03; pemakaman

109 13 2
                                    

Kelsen tidak pernah membayangkan dirinya akan menghadiri pemakaman Jaze, padahal semalam mereka masih bertatap muka, membicarakan banyak hal, bahkan saling mengejek satu sama lain. Namun, sekarang dia harus menyaksikan peti mati itu dimasukkan ke liang lahat, sementara kedua orang tua Jaze menangis histeris, pun dengan Wylter yang harus ditenangkan di pelukan Nadette dan Yevette.

Para pelayat hadir dengan setelan berwarna putih, ada payung hitam demi menghalau terik matahari di masing-masing tangan, mereka semua berdoa dengan khidmat. Kelsen memperhatikan dua detektif—termasuk ayahnya—sedang mengamati setiap ekspresi mencurigakan orang-orang, berspekulasi mandiri bahwa bisa saja pembunuh Jaze berbaur di sini. Ketika semua teman-temannya berkumpul di dekatnya, Kelsen masih tidak bisa menemukan Shoan dan Sabine. Sampai kemudian, gundukan tanah itu tertutup, buket-buket bunga mulai diletakkan di atasnya.

Prosesi pemakaman hampir selesai.

Karena sedang melamun, Kelsen sempat berjingkat kaget saat sentuhan tangan Mike mampir di bahunya.

"Pinjam Kelsen sebentar."

Barion, Yevette, Nadette, Morgan, mengangguk, kecuali Wylter yang masih sulit meredakan tangisnya. Jadi, Kelsen mengekori Mike, yang mengajaknya memojok di bawah salah satu pohon pinus.

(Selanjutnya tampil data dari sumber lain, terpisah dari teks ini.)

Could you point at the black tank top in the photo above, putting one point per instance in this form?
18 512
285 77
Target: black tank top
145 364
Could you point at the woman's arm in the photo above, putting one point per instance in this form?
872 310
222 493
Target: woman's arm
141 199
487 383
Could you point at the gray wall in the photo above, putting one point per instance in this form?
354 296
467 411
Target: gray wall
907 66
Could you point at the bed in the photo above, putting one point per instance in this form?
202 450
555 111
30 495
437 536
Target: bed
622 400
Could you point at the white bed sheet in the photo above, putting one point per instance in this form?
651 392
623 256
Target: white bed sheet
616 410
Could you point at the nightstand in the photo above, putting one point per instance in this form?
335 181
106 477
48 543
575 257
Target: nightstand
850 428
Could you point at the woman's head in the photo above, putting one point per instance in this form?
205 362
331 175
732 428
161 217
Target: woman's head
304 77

"Papa mau menginterogasiku?"

"Papa mau keterangan darimu."

"Apa bedanya?"

"Sama saja."

Kelsen mengesah, tapi tetap meneruskan tanpa diminta, "Semalam, aku pamit pulang duluan karena Papa meneleponku berkali-kali, kan? Aku tidak tahu bagaimana Jaze pulang, dengan siapa, jam berapa. Kita juga tidak bertukar chat di grup. Aku jujur, tidak ada yang aku tutupi. Tidak mungkin aku terlibat, Pa."

"Papa bukannya menuduhmu."

"Papa sepertinya mencurigaiku."

Mike menggeleng, "Kasus ini baru pertama kali. Ada anak kecil masih belum ditemukan—kau tahu, dia adik Shoan, Silvan—dan sekarang temanmu meninggal dengan keadaan mengenaskan. Papa tidak tahu harus mengusutnya dari mana."

"Orang jahat. Orang yang melakukan ini pada Jaze, aku bersumpah akan mengulitinya sampai tinggal tulang. Makanya, Papa harus menemukan dia."

Mike membuang napas berat, "Temanmu sepertinya tidak lengkap. Ada yang tidak hadir?"

Kelsen pun reflek celingukan, "Aku juga menunggu mereka—ah! Itu! Shoan dan Sabine."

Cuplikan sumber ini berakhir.